A Pennsylvania certified professional midwife attended an out-of-hospital birth in 2002. During the birth, there was a complication, and the midwife asked the mother if she wanted to transfer to the hospital. The mother decided she wanted to proceed where they were.

After the birth, the baby was transferred to the hospital, where the baby died. During the inquest on the baby's death, a physician said the mother was incompetent to make a decision because she was in labor.
Recently, more than a year after the inquest, Judy Wilson, the midwife, was arrested on charges of manslaughter, endangering the life of a minor and practicing midwifery without a license. Pennsylvania does not provide a statute to license certified professional midwives.

When midwives face criminal charges rather than peer review, mothers lose access to their health care providers.

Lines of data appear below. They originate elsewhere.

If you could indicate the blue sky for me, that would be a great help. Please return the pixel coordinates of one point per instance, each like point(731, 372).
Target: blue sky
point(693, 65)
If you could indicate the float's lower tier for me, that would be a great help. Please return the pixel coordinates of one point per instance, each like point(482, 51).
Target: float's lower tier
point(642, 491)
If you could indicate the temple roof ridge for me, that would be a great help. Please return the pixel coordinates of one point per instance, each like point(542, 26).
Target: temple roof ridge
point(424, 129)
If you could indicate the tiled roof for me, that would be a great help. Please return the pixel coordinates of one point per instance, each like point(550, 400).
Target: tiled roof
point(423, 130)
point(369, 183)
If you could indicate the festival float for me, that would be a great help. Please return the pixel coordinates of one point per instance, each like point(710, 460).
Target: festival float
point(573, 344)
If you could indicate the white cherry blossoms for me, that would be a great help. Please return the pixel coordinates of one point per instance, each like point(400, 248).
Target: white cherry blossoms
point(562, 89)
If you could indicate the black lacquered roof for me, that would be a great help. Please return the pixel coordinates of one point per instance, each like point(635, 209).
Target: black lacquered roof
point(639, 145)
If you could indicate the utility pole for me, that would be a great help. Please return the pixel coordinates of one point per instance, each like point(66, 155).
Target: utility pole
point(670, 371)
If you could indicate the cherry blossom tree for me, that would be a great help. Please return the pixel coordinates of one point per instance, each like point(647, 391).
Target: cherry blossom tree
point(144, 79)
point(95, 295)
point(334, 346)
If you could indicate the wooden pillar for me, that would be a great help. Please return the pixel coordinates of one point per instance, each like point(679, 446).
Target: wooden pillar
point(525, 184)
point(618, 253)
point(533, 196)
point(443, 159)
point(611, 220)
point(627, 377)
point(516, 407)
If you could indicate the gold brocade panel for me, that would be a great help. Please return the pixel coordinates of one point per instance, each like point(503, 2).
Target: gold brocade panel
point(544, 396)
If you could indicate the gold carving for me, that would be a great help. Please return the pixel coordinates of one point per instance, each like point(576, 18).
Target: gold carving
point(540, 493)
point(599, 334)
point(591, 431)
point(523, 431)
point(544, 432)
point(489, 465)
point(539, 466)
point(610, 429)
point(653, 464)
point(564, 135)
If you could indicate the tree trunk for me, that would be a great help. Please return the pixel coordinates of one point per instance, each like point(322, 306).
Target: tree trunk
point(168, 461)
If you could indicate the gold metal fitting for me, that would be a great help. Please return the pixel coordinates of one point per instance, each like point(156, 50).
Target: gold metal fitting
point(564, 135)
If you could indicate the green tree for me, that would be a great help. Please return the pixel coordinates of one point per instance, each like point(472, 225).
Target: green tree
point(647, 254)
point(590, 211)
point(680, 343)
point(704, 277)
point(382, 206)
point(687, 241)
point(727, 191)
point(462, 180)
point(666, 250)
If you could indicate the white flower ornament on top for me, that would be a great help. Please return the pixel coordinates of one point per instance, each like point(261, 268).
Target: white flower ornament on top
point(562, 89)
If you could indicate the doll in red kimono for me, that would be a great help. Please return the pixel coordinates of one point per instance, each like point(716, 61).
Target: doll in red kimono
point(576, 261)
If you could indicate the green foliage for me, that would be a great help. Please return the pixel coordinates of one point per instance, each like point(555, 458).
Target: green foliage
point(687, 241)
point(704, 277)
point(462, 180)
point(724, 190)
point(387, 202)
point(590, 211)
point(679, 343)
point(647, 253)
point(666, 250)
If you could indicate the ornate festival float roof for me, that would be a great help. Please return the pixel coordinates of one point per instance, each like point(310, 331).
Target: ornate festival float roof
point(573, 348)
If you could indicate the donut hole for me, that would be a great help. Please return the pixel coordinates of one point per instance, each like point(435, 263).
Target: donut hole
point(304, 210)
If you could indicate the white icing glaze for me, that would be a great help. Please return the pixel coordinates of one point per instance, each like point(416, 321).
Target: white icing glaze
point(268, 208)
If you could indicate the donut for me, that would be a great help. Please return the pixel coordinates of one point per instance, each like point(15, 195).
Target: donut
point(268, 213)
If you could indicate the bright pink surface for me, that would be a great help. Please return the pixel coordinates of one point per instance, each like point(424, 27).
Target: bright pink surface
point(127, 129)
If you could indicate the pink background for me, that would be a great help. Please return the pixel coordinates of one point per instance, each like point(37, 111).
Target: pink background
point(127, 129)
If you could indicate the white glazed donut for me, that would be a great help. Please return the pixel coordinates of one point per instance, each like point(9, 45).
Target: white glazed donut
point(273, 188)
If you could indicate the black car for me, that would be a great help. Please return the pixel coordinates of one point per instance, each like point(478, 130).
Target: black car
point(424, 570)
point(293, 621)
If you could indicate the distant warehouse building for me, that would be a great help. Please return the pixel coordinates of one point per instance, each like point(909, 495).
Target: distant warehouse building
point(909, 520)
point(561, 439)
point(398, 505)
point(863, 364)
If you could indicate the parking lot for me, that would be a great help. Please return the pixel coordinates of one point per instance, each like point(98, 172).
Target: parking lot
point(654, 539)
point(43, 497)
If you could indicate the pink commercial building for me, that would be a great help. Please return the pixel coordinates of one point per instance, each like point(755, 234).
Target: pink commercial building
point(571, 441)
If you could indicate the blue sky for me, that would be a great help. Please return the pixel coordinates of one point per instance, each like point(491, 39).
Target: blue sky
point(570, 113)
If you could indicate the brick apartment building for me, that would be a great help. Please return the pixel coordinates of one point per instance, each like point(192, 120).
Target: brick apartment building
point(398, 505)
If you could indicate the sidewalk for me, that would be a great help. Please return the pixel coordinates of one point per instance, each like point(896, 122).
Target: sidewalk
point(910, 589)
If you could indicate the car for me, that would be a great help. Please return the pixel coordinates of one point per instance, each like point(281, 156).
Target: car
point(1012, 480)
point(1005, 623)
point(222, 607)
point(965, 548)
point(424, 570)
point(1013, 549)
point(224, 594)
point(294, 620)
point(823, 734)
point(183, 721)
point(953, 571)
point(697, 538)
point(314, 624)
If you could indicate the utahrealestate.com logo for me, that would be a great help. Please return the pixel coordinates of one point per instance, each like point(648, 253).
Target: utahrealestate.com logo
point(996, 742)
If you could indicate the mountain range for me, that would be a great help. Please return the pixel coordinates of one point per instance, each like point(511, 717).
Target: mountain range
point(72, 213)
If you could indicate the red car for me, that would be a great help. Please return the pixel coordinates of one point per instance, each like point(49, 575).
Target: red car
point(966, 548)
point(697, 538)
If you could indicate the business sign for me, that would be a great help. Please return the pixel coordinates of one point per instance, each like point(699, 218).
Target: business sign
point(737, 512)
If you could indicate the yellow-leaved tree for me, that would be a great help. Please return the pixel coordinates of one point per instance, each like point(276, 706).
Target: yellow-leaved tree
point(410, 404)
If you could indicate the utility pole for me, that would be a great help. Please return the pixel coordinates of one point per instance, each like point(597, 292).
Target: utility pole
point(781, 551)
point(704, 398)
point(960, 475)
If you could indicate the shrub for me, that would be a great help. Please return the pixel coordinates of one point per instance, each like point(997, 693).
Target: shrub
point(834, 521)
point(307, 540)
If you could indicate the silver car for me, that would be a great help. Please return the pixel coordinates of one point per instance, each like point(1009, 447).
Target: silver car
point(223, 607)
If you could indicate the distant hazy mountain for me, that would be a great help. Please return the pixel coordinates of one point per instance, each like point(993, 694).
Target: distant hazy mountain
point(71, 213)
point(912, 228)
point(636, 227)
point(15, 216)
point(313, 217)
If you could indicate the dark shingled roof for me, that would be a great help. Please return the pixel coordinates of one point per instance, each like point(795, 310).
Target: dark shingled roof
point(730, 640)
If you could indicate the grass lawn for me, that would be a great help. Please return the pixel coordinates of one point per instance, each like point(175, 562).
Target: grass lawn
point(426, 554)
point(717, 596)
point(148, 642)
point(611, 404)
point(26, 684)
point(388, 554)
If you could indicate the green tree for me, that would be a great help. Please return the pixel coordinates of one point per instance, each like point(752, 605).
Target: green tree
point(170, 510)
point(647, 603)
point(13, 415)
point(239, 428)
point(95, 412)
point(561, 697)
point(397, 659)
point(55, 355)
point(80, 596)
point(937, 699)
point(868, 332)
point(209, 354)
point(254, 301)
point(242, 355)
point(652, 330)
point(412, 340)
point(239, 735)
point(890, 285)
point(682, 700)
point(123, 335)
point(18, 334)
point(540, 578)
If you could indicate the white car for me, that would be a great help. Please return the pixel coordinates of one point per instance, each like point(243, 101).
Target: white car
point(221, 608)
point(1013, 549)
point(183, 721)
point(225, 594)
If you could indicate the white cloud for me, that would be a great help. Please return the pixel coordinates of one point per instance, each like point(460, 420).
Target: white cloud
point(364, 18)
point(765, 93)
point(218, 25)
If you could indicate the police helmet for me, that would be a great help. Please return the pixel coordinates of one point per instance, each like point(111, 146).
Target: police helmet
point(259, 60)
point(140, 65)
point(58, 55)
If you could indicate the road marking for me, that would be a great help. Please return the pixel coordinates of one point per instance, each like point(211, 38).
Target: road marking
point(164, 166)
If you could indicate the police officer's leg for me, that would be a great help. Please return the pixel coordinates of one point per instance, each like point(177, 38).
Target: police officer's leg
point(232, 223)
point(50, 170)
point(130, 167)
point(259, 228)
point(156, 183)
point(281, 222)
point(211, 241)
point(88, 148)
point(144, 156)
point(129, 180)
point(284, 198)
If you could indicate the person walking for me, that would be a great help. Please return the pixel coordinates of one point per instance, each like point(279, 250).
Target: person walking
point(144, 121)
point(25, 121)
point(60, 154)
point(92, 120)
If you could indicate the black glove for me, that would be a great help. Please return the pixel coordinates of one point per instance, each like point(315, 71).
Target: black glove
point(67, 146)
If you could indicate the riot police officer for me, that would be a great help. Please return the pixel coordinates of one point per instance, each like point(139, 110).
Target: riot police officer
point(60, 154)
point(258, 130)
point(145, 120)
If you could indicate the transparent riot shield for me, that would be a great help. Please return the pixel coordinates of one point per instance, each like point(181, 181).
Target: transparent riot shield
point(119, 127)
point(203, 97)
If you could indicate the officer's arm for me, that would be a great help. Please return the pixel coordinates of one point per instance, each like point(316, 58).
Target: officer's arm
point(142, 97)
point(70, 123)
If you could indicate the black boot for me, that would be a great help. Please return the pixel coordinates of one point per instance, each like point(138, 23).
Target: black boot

Last year, the U.S. infant mortality rose for the first time since 1958, placing us 26th in world. The main difference between the United States and the 25 better-performing countries is that mothers in the 25 have access to quality midwifery care.

Studies document that the best outcomes for birth, whether low- or high-risk, are out of hospital under the care of a qualified midwife.

Pick up a phone book. Look in the yellow pages for midwives or birthing centers. You won't find any in our area. You will find five listings for abortion providers.

During the 2004 General Assembly session, the Virginia Medical Society misled our legislators to believe that providing licensing for certified professional midwives wouldn't be prudent. Who does the state trust to make decisions regarding the well-being of an infant - the mother who has voluntarily chosen to carry her pregnancy or an obstetrician who gets paid to attend the birth?

The signs at the March on the Mall said, "If you can't trust me with a choice, how can you trust me with a child?" The truth is that many states in our nation still don't trust mothers with the ability to make decisions while they're pregnant or when they're giving birth. Those states make the decision for them by preventing them access to their health care provider of choice

Virginia legislators who do not vote to license certified professional midwifery as an autonomous profession do not trust mothers, and they are not pro-choice.

The March for Women's Lives was about much more than the right to have an abortion. The march was about trusting women with choices.

Having access to abortion and birth control are just the beginning of the journey for women's rights in regard to reproductive health care. The sign my son wrote reminded attendees of another step on our journey for equal rights: "Someday we'll have a choice; midwives will be one."
Cathcart, of Roanoke, is founder of Mothers United for Midwifery.